Purdue University professor emeritus Dr. Rick Latin first observed Encartis fungicide before the solution was known as Encartis. “It first appeared in our research program as a numbered compound, but we knew that it was a combination of boscalid and chlorothalonil,” he says. “It proved to be very effective in terms of disease control for dollar spot.”
Multiple advantages exist when combining two proven active ingredients such as boscalid and chlorothalonil.

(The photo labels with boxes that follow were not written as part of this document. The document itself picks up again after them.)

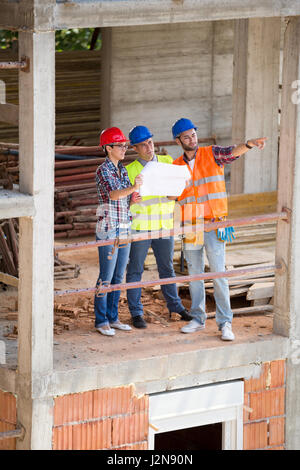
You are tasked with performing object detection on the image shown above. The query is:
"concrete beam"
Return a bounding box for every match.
[0,103,19,126]
[28,335,289,399]
[17,32,55,449]
[0,0,56,32]
[274,17,300,450]
[0,189,35,219]
[0,0,300,31]
[55,0,300,29]
[230,18,281,194]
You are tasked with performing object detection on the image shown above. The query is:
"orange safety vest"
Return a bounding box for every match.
[173,146,228,223]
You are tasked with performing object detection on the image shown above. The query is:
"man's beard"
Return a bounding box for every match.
[180,141,198,152]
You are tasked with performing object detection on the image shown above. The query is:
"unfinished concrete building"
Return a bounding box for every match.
[0,0,300,450]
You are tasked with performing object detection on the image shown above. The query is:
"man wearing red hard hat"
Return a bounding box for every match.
[94,127,142,336]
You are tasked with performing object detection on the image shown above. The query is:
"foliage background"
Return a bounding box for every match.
[0,28,101,52]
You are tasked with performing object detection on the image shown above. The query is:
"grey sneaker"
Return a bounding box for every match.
[221,322,234,341]
[180,319,205,333]
[96,326,116,336]
[110,321,131,331]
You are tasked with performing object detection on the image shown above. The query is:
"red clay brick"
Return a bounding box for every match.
[72,419,111,450]
[113,441,148,451]
[250,388,285,421]
[93,385,134,418]
[244,421,268,450]
[270,360,285,388]
[269,418,285,446]
[52,426,73,450]
[0,390,17,424]
[130,395,149,413]
[0,421,16,450]
[112,412,148,446]
[265,446,285,450]
[244,362,270,393]
[54,392,93,426]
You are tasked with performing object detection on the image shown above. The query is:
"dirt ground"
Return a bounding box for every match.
[0,238,273,370]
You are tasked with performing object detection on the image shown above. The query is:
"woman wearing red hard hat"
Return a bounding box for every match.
[94,127,142,336]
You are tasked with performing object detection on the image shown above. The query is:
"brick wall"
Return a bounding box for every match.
[0,390,17,450]
[244,360,285,450]
[53,386,149,450]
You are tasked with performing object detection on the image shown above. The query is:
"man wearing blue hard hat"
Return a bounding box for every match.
[126,126,192,328]
[172,118,266,341]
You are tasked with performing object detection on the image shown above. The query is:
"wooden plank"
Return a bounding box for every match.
[0,272,19,287]
[246,282,274,300]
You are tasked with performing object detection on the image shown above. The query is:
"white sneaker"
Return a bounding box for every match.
[110,321,131,331]
[180,319,205,333]
[221,322,234,341]
[96,326,116,336]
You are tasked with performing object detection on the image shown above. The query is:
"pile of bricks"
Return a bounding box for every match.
[244,360,285,450]
[53,385,149,450]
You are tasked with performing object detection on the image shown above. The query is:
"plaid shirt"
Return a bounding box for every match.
[183,145,239,167]
[96,157,132,233]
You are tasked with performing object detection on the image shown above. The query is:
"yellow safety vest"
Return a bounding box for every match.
[126,155,175,230]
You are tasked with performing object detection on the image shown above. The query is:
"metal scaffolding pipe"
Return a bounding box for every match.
[0,427,25,441]
[54,210,289,253]
[54,263,283,297]
[0,57,29,72]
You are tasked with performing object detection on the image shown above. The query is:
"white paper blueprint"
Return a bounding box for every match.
[139,162,191,196]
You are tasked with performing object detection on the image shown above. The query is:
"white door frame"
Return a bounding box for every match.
[148,380,244,450]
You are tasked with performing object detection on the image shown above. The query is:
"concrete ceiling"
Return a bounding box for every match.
[0,0,300,31]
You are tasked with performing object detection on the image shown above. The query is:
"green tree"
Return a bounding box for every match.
[0,28,101,52]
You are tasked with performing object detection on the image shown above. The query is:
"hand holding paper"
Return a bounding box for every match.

“The first one is simple,” Latin adds. “By increasing the spectrum of activity, you’re reaching more target pathogens. But I really think the more important advantage is the increase in the potency of the treatment. Two active ingredients attacking a fungal cell at different targets will ensure greater likelihood of cell death. The more we reduce the number of pathogen cells, the greater we reduce pathogen populations—and reducing pathogen populations is the key to longer periods of control. In terms of combining these two active ingredients in an optimized formulation … I think it’s something that’s long overdue in our industry.”

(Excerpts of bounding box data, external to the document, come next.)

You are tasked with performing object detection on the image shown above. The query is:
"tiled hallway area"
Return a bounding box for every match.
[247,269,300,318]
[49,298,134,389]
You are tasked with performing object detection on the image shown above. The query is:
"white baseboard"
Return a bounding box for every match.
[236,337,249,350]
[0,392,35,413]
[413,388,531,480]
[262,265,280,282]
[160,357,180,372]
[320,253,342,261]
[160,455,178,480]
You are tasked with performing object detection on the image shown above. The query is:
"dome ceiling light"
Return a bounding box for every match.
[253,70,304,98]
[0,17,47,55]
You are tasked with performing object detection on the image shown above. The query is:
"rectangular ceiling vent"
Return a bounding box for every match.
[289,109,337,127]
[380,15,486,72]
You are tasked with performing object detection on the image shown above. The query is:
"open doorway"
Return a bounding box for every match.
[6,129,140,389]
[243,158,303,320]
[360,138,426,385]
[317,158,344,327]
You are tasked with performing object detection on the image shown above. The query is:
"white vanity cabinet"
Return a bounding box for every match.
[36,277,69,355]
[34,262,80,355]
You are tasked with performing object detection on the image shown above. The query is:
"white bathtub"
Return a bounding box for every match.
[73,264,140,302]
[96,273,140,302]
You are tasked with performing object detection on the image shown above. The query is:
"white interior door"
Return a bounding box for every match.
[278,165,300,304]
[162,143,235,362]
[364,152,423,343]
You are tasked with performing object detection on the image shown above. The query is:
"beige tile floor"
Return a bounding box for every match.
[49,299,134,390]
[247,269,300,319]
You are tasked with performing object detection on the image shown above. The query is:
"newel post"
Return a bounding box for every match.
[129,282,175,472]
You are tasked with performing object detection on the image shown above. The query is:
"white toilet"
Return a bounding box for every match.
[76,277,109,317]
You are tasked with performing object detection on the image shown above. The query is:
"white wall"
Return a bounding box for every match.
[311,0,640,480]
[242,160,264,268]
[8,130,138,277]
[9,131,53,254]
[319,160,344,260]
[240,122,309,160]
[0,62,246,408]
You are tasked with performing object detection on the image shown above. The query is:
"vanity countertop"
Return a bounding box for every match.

Clemson University turfgrass pathology professor emeritus Dr. Bruce Martin started studying Encartis fungicide in 2009 on ‘Crenshaw’ bentgrass greens in South Carolina. Encartis fungicide was just a numbered compound at the time. Martin says his team picked ‘Crenshaw’ to perform the trials because the variety “is maybe the most susceptible bentgrass that we had ever seen for dollar spot.”
“We did that purposefully,” he adds. “If there’s a weak point in a fungicide to dollar spot, it would come out in ‘Crenshaw’ and we could detect it. We also have other diseases on greens because we are in a more humid, hot environment in the summertime, so we have anthracnose that can come into bentgrass and we have brown patch. The addition of chlorothalonil helps with a broad spectrum of diseases that we may see on bentgrass greens.”

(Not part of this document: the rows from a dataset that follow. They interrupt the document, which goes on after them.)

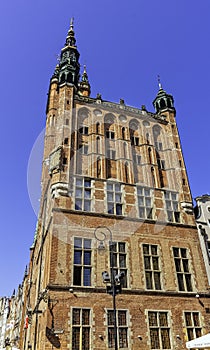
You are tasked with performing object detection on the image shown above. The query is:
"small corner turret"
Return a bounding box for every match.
[153,76,175,113]
[51,18,80,88]
[78,66,91,96]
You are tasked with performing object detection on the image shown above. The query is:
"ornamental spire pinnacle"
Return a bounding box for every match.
[158,74,163,90]
[65,17,76,47]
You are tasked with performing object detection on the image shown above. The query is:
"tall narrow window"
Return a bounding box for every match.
[73,237,92,286]
[79,126,88,135]
[72,308,91,350]
[137,187,153,219]
[96,136,100,153]
[97,157,101,177]
[143,244,161,290]
[148,311,171,349]
[164,191,180,222]
[75,177,91,211]
[125,162,129,182]
[107,310,128,349]
[107,182,122,215]
[123,142,127,158]
[173,247,193,292]
[148,147,152,164]
[96,123,100,134]
[184,312,201,340]
[109,242,127,288]
[122,127,125,140]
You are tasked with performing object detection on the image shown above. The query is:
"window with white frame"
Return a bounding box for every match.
[73,237,92,287]
[71,308,91,350]
[137,186,153,219]
[148,311,171,349]
[79,144,88,155]
[184,311,202,340]
[143,244,161,290]
[106,149,116,159]
[107,310,128,349]
[106,130,115,140]
[79,126,88,135]
[109,242,127,288]
[107,182,122,215]
[173,247,193,292]
[164,191,180,222]
[75,177,91,211]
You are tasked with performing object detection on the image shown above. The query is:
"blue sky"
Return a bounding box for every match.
[0,0,210,296]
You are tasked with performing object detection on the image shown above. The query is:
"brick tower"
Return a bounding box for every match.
[23,22,210,350]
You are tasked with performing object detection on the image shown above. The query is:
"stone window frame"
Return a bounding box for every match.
[105,308,131,350]
[142,243,163,290]
[70,306,93,350]
[74,176,93,212]
[72,236,93,287]
[145,310,173,350]
[163,190,180,223]
[172,246,194,293]
[183,310,202,341]
[109,241,129,288]
[136,185,154,220]
[106,181,123,216]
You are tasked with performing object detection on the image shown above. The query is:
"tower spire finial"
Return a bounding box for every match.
[65,17,76,47]
[70,17,74,30]
[158,74,163,89]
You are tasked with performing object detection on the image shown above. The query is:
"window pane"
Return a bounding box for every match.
[74,238,82,248]
[82,309,90,325]
[84,200,91,211]
[72,309,80,325]
[75,199,82,210]
[177,273,185,291]
[108,328,114,348]
[148,312,157,326]
[116,204,122,215]
[152,257,159,270]
[185,274,192,292]
[150,328,160,349]
[154,272,161,290]
[84,190,91,198]
[144,256,151,270]
[108,311,114,326]
[119,328,128,349]
[159,312,168,327]
[193,312,200,326]
[119,254,126,267]
[74,250,82,265]
[161,329,171,349]
[73,266,82,286]
[84,238,91,249]
[76,188,82,198]
[84,267,91,286]
[107,192,114,202]
[82,327,90,350]
[145,271,152,289]
[72,327,80,350]
[84,251,91,265]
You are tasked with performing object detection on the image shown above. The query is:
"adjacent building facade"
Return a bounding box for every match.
[4,19,210,350]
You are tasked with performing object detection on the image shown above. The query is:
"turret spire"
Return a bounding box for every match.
[65,17,76,47]
[79,65,90,96]
[158,74,163,90]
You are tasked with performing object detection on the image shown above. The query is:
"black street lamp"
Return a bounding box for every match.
[94,226,125,350]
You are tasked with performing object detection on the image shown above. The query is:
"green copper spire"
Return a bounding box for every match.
[78,65,90,96]
[52,18,80,88]
[153,75,174,113]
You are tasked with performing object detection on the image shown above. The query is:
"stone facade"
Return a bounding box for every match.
[195,194,210,284]
[17,24,210,350]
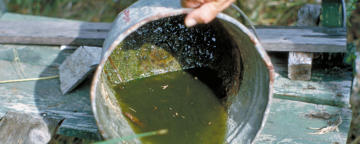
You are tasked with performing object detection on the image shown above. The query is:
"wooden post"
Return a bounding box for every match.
[0,111,62,144]
[288,4,321,80]
[0,0,7,17]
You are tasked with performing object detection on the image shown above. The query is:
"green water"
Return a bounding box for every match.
[114,68,227,144]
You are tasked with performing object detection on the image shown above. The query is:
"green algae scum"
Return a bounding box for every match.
[114,68,226,144]
[105,16,232,144]
[91,8,274,144]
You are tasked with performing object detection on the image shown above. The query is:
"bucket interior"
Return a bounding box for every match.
[95,15,271,143]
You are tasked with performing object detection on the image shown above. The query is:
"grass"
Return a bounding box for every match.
[5,0,360,144]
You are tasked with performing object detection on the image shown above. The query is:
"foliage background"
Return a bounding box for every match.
[5,0,360,144]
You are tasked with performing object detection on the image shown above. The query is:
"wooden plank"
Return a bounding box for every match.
[0,12,82,22]
[0,45,101,140]
[0,18,346,52]
[59,46,102,94]
[321,0,345,27]
[288,52,313,80]
[349,52,360,144]
[0,111,62,144]
[255,99,351,144]
[269,52,352,108]
[0,0,7,18]
[288,4,321,80]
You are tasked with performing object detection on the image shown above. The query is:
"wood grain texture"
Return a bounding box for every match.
[59,46,102,94]
[288,4,321,80]
[269,52,352,108]
[0,45,102,140]
[288,52,313,80]
[0,20,346,52]
[0,111,62,144]
[255,99,351,144]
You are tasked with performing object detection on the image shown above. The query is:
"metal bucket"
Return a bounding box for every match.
[91,0,274,143]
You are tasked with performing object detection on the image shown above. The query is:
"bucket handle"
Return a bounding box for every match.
[230,4,260,41]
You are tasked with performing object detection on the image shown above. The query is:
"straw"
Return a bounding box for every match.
[93,129,169,144]
[0,75,59,84]
[13,48,26,78]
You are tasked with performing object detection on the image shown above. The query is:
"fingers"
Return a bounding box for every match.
[181,0,235,27]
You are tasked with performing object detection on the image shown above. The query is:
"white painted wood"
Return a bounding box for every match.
[0,111,62,144]
[0,22,346,52]
[288,4,322,80]
[59,46,102,94]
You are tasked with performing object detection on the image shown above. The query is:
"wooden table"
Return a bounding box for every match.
[0,13,352,143]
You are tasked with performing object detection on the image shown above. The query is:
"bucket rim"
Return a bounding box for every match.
[90,8,275,143]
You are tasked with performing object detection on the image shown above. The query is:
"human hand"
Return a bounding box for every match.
[181,0,235,27]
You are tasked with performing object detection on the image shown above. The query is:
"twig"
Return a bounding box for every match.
[93,129,169,144]
[308,115,342,134]
[109,56,123,82]
[0,75,59,84]
[13,48,26,78]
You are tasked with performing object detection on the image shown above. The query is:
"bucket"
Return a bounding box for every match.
[91,0,274,143]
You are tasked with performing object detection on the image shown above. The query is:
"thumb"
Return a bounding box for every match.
[185,0,234,27]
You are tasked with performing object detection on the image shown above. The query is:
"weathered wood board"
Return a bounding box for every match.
[0,111,62,144]
[0,13,351,143]
[255,99,352,144]
[59,46,102,94]
[0,13,346,52]
[288,4,321,80]
[270,54,352,108]
[0,45,350,142]
[0,45,101,140]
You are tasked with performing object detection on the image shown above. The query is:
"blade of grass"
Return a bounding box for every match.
[93,129,169,144]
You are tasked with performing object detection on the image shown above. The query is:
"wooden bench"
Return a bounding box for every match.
[0,7,352,143]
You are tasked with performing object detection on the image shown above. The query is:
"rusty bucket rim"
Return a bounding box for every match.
[90,8,275,143]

When and how is Encartis most effective? Consider it a potential leadoff hitter for dollar spot control.
“I would position it early in the season,” Latin says. “You have chlorothalonil as a protectant and you have boscalid attacking any infection that may have occurred, keeping the population low. You can go anytime through the season, but early in the season for that first application is advisable.”
Encartis fungicide can also be the pesky No. 9 hitter. Miller calls the first and last sprays of the season “the foundation for everything that goes in the middle,” and he says Encartis fungicide fits nicely into both slots.
“This bookend program that we talk about is getting off to a great start, putting Encartis out before you have any disease problems, so that you stay clean going into the season, then at the end of the year we want to go into the offseason with really healthy, good-looking turf,” Miller adds. “It nails down the end of the year. That’s how I think of a bookend program, … it sets you up for success.”